Well it seemed like a good idea. I bought a 64GB USB drive and converted a copy of my music library to all higher bit rate MP3 files, mostly 192Kbps, some up to 256Kbps. We're talking about 9000 songs by about 350 artists, all arranged in the usual folder structure that ripping yields. They all fit in about 52GB worth of space on the new drive.
The only problem is that when I load the USB drive into the Volt, I only see about 1600 songs by a hundred and some artists. The folder display shows 150. The really weird thing is that I had been using another smaller drive, 16GB, which the Volt is able to display about 230 folders and over 2300 songs, presumably all the music on the drive, although I haven't verified that. Both drives are FAT32 file systems.

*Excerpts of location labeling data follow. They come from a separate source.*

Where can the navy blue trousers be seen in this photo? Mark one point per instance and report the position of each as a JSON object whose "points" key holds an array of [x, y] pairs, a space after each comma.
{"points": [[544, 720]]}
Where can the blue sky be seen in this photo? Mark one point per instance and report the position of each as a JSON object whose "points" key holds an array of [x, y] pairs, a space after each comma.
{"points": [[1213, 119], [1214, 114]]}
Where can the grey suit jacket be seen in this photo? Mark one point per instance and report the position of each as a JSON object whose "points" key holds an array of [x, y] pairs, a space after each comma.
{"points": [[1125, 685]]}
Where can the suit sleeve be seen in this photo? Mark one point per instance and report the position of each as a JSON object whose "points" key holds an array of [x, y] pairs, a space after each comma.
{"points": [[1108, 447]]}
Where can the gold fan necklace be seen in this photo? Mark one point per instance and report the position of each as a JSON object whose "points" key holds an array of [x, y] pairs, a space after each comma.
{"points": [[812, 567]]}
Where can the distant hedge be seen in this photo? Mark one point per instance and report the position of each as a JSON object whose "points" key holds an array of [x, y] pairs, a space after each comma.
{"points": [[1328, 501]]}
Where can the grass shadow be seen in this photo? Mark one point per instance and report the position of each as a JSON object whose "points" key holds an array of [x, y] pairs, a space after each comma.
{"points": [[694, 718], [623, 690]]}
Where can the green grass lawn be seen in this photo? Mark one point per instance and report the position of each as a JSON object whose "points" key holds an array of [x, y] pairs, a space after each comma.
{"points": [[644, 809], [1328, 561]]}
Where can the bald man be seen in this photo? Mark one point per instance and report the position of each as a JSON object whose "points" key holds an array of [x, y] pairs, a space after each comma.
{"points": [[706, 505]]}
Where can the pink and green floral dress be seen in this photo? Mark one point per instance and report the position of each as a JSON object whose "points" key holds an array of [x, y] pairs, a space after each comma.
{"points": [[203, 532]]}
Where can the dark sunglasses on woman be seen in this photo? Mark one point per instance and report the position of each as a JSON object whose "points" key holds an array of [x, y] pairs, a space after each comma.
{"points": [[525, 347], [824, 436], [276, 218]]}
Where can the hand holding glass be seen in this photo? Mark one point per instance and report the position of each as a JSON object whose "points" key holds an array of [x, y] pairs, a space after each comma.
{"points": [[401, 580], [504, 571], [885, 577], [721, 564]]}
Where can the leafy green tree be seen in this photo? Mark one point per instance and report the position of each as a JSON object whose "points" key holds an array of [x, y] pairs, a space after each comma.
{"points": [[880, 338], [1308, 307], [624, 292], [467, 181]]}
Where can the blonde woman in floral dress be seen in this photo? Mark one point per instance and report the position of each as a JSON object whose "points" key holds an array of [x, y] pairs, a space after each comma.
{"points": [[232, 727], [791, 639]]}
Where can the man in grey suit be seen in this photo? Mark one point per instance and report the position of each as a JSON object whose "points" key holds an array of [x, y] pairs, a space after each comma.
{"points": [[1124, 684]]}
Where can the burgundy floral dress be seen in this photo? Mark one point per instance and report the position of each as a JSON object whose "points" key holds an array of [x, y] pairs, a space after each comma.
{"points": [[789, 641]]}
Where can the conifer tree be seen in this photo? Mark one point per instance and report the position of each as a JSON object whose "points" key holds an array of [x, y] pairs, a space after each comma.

I'm trying to test some different things now to get some kind of clue for what the problem or limitation is, but I thought I'd put it out to the group to see if anyone has any suggestions or ideas.
Another thing I determined is that when you copy MP3 files from the USB, they seem to get recompressed. Chevy doesn't specify the data rate it uses, but I can tell from listening to it that it's not as good as the 192Kbps files on the new drive. This whole music system could use some work!
It's difficult to create something totally universal here because different ripping tools can create somewhat different ID tag and folder structures. (What are you using BTW) But I ran into something like this recently on the Buick Regal, which uses a similar if not identical system to the Volt.
There' a recent corp bulletin describing the maximum files addressable in each folder, and perhaps you hit your head on that. Don't quote me just yet but IIRC the maximum is 256 files/folder.There's also a folder maximum for the root directory. So if you exceeded that you wont "see" some of the files. In the case I was involved with adding a genre level broke the folder structure down sufficiently to prevent topping out to these limits.My portal is closed for maintenance until tomorrow but I'll try and obtain and post the bulletin tomorrow. It also describes the various supported file formats and various incompabilities.
I finally determined that there is some kind of limit to the number of folders, just like WOT suggested. I made a flatter file structure on my USB drive and was finally able to hit the next limitation! And that appears to be that you can't have more than 7,000 music files on your USB. Granted, that's a lot, but my collection was actually over 8,000. So I pared down about 1500 tracks, which will eventually go onto another USB drive to keep in the car.